Oncodermatology, Claudius Regaud Institute and University Cancer Institute, Toulouse Oncopole - 1 Avenue Irène Joliot-Curie 31059, Toulouse Cedex 9, France.
UOC Dermatologia, Fondazione Policlinico Universitario A.Gemelli-IRCCS, L.go Agostino Gemelli 8, 00168 Rome, Italy.
Ann Dermatol Venereol. 2023 Sep;150(3):208-212. doi: 10.1016/j.annder.2022.11.013. Epub 2023 Aug 14.
Cyclin-dependent kinase (CDK) 4/6 inhibitors (palbociclib, ribociclib and abemaciclib) have revolutionized the treatment of metastatic breast carcinoma. They currently form the first-line treatment, in combination with endocrine agents, for the management of locally advanced or metastatic hormone receptor-positive (HR + ), human epidermal growth factor receptor 2-negative (HER2-) breast cancer, the largest subtype of breast carcinoma. CDK 4/6 inhibitors have shown comparable efficacy outcomes with predictable and manageable adverse events. In this setting, dermatologic toxicity appears to be relatively frequent, accounting for up to 15% of all reported adverse events. It is usually mild to moderate in intensity and does not normally constitute a dose-limiting toxicity. The range of dermatologic adverse events includes both non-specific entities (maculopapular rash, pruritus, alopecia) and more characteristic toxicities related to CDK4/6 inhibitors, such as vitiligo-like lesions or cutaneous lupus erythematosus. Finally, more severe or life-threatening skin reactions can occasionally occur. The main dermatologic manifestations associated with CDK4/6 inhibitors, as well as management thereof, are described in this comprehensive review.
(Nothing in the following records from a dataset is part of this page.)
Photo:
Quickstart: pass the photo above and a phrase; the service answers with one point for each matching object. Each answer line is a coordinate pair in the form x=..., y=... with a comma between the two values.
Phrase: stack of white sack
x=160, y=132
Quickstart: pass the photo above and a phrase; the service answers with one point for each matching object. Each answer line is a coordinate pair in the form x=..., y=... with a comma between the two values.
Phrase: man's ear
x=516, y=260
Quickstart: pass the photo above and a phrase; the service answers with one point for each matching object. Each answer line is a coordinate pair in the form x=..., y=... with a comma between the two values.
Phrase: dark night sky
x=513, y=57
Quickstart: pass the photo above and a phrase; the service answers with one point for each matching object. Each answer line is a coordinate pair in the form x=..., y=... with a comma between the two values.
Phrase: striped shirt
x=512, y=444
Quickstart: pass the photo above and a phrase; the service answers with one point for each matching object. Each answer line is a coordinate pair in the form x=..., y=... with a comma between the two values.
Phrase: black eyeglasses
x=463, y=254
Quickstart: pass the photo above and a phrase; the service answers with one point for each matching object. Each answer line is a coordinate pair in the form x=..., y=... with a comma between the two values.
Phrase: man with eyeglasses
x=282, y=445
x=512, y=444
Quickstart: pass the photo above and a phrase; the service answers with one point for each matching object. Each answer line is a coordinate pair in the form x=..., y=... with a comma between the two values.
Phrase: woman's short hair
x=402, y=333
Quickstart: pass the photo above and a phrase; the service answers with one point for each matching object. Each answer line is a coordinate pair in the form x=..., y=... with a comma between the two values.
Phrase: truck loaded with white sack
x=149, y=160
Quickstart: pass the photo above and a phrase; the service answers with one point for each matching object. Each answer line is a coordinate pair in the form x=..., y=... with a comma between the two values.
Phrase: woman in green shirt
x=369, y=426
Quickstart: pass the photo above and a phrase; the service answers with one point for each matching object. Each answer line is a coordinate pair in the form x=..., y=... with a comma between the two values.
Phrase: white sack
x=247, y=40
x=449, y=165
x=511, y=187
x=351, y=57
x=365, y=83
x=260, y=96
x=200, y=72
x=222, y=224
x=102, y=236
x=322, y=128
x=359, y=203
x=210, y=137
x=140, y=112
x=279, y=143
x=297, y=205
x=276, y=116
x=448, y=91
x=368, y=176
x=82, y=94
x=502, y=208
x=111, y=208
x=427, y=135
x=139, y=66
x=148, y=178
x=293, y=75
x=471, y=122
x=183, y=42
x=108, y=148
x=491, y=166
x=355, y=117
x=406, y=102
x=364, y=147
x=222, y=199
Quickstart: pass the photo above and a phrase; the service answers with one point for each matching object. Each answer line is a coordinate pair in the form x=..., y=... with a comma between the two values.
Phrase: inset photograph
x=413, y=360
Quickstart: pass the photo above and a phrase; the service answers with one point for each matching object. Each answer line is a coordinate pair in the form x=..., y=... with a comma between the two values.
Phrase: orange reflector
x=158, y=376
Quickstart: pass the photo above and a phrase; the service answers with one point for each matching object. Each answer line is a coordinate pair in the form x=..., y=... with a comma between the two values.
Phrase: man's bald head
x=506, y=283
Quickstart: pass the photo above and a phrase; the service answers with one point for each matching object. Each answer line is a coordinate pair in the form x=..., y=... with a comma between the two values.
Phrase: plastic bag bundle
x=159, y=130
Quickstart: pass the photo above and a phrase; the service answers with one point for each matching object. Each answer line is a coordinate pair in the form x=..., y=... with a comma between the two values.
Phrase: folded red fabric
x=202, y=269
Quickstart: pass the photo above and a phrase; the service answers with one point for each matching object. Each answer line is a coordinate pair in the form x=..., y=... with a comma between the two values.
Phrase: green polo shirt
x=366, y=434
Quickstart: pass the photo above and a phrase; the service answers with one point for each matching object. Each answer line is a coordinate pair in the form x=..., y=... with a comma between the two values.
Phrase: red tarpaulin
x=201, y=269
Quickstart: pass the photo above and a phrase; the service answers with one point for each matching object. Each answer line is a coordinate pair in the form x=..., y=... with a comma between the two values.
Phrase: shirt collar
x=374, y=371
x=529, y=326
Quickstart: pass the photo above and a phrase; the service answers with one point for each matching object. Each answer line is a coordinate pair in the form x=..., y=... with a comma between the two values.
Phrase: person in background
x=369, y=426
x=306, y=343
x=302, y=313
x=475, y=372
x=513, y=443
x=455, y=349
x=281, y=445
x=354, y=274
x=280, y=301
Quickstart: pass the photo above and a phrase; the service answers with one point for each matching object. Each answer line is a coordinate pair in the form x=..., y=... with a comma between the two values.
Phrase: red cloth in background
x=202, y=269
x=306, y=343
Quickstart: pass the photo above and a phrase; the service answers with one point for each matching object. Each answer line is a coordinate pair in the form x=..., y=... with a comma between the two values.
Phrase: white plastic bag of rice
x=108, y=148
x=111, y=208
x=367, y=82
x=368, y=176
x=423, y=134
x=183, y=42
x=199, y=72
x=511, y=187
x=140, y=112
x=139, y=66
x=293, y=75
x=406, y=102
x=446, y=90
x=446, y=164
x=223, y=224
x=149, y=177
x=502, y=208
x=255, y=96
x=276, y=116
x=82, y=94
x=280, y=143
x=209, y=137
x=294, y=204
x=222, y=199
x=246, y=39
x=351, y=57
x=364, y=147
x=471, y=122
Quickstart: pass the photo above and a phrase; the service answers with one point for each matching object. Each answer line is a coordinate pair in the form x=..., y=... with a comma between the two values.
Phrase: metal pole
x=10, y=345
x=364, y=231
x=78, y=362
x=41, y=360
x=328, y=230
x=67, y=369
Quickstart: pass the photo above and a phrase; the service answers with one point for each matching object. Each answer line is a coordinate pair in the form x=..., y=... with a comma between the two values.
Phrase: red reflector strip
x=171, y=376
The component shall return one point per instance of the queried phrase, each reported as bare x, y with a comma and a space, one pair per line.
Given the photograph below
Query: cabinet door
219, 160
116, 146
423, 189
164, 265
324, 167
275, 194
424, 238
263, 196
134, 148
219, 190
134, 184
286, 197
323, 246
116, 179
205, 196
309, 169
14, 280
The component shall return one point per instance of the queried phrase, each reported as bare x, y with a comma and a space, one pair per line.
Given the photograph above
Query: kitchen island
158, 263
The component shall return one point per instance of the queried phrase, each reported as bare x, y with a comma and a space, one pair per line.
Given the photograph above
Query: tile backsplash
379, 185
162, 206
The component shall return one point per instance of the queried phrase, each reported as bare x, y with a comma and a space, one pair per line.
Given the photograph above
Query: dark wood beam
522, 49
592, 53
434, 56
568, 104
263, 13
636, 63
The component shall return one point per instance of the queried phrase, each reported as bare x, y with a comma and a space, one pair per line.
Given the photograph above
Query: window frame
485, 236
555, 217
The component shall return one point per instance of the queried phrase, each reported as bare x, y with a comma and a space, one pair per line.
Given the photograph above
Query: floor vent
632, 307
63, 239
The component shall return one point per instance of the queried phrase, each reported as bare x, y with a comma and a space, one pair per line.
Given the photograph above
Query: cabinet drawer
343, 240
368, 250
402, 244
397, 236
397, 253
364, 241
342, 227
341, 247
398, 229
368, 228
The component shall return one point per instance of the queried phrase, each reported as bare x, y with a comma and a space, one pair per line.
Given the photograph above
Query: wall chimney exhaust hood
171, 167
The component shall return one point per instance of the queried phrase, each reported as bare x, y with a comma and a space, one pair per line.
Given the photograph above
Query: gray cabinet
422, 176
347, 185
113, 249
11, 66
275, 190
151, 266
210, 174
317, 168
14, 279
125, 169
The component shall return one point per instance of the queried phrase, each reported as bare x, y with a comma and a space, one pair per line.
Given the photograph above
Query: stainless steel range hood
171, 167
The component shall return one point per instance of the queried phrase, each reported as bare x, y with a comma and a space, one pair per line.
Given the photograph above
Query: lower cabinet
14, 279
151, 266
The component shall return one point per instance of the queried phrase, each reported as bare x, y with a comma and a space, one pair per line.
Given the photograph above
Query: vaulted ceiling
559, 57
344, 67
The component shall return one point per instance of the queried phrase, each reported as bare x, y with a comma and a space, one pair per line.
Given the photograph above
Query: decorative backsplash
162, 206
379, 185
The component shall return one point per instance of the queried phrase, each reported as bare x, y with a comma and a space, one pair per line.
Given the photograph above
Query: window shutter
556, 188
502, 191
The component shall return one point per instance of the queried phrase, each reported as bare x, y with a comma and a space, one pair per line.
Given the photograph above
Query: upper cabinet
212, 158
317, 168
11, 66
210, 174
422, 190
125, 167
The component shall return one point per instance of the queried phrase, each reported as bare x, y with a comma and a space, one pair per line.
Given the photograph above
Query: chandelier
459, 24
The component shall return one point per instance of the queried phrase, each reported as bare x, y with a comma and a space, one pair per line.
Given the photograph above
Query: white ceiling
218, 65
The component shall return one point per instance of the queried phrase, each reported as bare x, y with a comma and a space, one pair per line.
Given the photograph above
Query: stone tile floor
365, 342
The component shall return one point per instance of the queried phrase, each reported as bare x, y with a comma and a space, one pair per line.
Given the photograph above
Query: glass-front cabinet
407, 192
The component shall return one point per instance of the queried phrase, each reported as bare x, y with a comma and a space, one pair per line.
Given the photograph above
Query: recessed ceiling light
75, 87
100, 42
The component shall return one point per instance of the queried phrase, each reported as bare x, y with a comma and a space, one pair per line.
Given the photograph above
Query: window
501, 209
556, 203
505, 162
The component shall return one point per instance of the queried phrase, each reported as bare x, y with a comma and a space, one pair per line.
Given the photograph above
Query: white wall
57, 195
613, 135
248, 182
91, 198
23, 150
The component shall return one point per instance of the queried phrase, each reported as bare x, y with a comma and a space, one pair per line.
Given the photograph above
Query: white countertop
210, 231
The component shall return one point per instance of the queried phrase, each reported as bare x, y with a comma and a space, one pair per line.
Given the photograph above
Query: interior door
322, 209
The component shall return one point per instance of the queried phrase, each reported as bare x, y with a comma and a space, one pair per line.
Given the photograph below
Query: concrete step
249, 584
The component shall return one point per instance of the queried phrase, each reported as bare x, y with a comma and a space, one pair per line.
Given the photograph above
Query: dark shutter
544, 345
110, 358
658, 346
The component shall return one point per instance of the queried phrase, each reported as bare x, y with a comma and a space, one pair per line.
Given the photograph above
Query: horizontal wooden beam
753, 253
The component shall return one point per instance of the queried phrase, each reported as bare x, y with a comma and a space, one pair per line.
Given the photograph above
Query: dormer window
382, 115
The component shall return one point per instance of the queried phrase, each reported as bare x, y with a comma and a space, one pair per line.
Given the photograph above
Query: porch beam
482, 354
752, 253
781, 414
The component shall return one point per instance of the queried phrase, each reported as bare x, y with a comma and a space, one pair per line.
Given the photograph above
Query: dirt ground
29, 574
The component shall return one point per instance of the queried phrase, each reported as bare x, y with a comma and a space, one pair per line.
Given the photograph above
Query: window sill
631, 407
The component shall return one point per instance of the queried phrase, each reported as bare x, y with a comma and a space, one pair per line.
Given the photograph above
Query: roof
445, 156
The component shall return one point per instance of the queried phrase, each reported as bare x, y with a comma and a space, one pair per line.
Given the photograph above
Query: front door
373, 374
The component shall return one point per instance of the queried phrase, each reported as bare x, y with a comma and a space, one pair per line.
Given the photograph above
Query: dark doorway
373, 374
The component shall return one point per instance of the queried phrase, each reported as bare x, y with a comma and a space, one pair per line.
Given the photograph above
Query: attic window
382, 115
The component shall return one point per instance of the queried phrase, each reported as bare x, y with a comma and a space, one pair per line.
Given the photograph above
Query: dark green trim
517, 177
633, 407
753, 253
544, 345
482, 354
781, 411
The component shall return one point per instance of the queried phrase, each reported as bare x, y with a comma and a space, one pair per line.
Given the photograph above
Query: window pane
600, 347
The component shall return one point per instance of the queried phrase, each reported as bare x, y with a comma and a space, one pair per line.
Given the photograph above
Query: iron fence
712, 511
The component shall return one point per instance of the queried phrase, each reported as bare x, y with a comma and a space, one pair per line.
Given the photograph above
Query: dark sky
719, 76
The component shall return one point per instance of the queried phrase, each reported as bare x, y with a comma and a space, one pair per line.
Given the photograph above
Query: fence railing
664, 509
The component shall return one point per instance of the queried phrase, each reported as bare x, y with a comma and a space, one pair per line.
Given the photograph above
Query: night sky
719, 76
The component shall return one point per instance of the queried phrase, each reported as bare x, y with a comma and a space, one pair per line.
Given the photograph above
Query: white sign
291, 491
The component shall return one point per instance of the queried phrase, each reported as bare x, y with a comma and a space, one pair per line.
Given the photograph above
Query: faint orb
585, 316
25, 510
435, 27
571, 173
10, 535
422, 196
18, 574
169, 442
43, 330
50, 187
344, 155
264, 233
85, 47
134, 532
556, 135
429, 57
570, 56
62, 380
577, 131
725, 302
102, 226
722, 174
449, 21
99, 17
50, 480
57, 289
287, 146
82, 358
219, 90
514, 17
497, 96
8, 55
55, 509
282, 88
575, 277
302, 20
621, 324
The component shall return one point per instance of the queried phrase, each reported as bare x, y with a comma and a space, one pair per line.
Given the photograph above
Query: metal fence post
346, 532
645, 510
细胞周期蛋白依赖性激酶 (CDK) 4/6 抑制剂(帕博西利、瑞博西利和阿贝西利)彻底改变了转移性乳腺癌的治疗方法。目前,它们与内分泌治疗药物联合,作为激素受体阳性 (HR+)、人表皮生长因子受体 2 阴性 (HER2-) 乳腺癌的一线治疗方法,这是乳腺癌的最大亚型。CDK 4/6 抑制剂具有可预测和可管理的不良反应,疗效相当。在这种情况下,皮肤毒性似乎较为常见,占所有报告不良事件的 15%左右。其严重程度通常为轻至中度,通常不会成为剂量限制毒性。皮肤不良事件的范围包括非特异性实体(斑丘疹、瘙痒、脱发)和与 CDK4/6 抑制剂相关的更具特征性的毒性,如白癜风样病变或盘状红斑狼疮样皮疹。最后,偶尔会出现更严重或危及生命的皮肤反应。本文全面回顾了与 CDK4/6 抑制剂相关的主要皮肤表现及其处理方法。